On Thursday, the national airline of Kazakhstan, Air Astana, began operating direct flights between Tel Aviv and Almaty.
“We anticipate a much more robust, enduring, and fruitful partnership with Israel. The introduction of direct flights between our nations has created many new opportunities, according to Kazakhstan’s ambassador to Israel, Satybaldy Burshakov, who spoke to the Tazpit Press Service.
We believe that this will have a positive impact on expanding trade turnover, strengthening business ties, and increasing cooperation in the fields of tourism and culture,” Burshakov said.
“Every effort is made to maintain interpersonal relationships. Jews play a significant role in Kazakhstani society and have built a strong bridge of friendship between our nations, he continued.

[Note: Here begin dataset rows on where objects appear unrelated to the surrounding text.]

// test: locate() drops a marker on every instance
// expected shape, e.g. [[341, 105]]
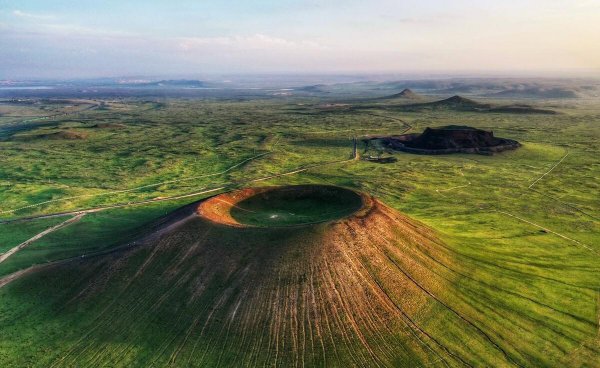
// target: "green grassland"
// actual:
[[527, 251]]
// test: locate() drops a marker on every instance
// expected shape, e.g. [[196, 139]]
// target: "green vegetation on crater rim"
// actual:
[[296, 205]]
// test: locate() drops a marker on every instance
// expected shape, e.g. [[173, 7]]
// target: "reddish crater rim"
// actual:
[[217, 209]]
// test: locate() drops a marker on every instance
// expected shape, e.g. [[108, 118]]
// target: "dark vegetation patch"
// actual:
[[448, 139]]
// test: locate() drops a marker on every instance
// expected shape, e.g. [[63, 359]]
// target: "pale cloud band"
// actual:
[[384, 36]]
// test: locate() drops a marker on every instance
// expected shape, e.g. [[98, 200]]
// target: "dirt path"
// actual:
[[17, 248], [550, 231], [134, 189]]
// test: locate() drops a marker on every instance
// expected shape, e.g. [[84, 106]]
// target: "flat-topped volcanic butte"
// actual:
[[449, 139], [336, 279]]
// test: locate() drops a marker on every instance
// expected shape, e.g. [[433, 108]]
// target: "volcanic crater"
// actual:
[[295, 205], [337, 278], [449, 139]]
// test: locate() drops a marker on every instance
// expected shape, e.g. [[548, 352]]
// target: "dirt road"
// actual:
[[17, 248]]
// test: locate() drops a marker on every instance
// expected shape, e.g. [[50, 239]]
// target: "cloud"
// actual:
[[22, 14], [257, 41]]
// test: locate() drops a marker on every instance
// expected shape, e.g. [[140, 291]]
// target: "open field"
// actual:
[[508, 274]]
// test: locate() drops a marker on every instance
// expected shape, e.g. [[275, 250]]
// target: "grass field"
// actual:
[[514, 280]]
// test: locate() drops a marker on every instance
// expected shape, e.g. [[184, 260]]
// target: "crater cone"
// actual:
[[212, 286], [295, 205]]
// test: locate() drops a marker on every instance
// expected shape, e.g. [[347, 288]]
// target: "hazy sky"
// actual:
[[90, 38]]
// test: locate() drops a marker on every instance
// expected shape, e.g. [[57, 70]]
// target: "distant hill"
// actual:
[[174, 83], [313, 88], [406, 94], [455, 103], [460, 103]]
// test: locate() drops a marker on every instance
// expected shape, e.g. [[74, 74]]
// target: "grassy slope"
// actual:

The new service is planned to run twice weekly, on Thursdays and Sundays, between Almaty International Airport, the country’s gateway, and Tel Aviv’s Ben-Gurion International Airport.
For round-trip travel, economy class tickets will cost $603 and business class tickets will cost $1,438. Flights from Tel Aviv take just under six hours to complete, with the return flight taking an additional hour. While Kazakh citizens need a visa to enter Israel, Israeli citizens can now stay there for up to 30 days without one.
The Charyn Canyon, frequently referred to as the Grand Canyon’s “little brother,” the Big Almaty Lake, a charming glacial lake situated in the Tien Shan Mountains, and the Aksu-Zhabagly Nature Reserve, the oldest nature reserve in Central Asia, are popular tourist attractions in Kazakhstan.
The Central State Museum, the Zenkov Cathedral, the panoramic views from Kok-Tobe Hill’s summit, and Almaty, Kazakhstan’s largest city, all offer visitors a unique blend of modernity and history. Almaty is also known for its vibrant nightlife.
The iconic Baiterek Tower, the Nur-Astana Mosque, and the Palace of Peace and Reconciliation are three of Nur-Sultan’s top tourist destinations.
Additionally, the new line will make bilateral trade easier. More than 160 joint Israeli-Kazakh business ventures are currently active in Kazakhstan with Israeli investments, according to Ambassador Burshakov’s statement to TPS.
In 1992, shortly after Kazakhstan gained independence following the fall of the Soviet Union, Israel and Kazakhstan established diplomatic ties. In addition to close defense and security cooperation, bilateral ties are concentrated in the fields of education, medicine, agriculture, and technology.
Many Kazakh scientists and farmers have received training in Israel. Kazakhstan’s Jewish community has reemerged following decades of Communist repression of religious life.
Kazakhstan is home to 3,300 Jews, with the largest populations in Astana, Almaty, and Pavlodar.
The biggest synagogue in Central Asia is Beit Rachel in Astana. The Russian, Uzbek, Ukrainian, and Tatar communities, among many others, are among the many religious and ethnic minorities that are tolerated in Kazakhstan, a secular Muslim nation.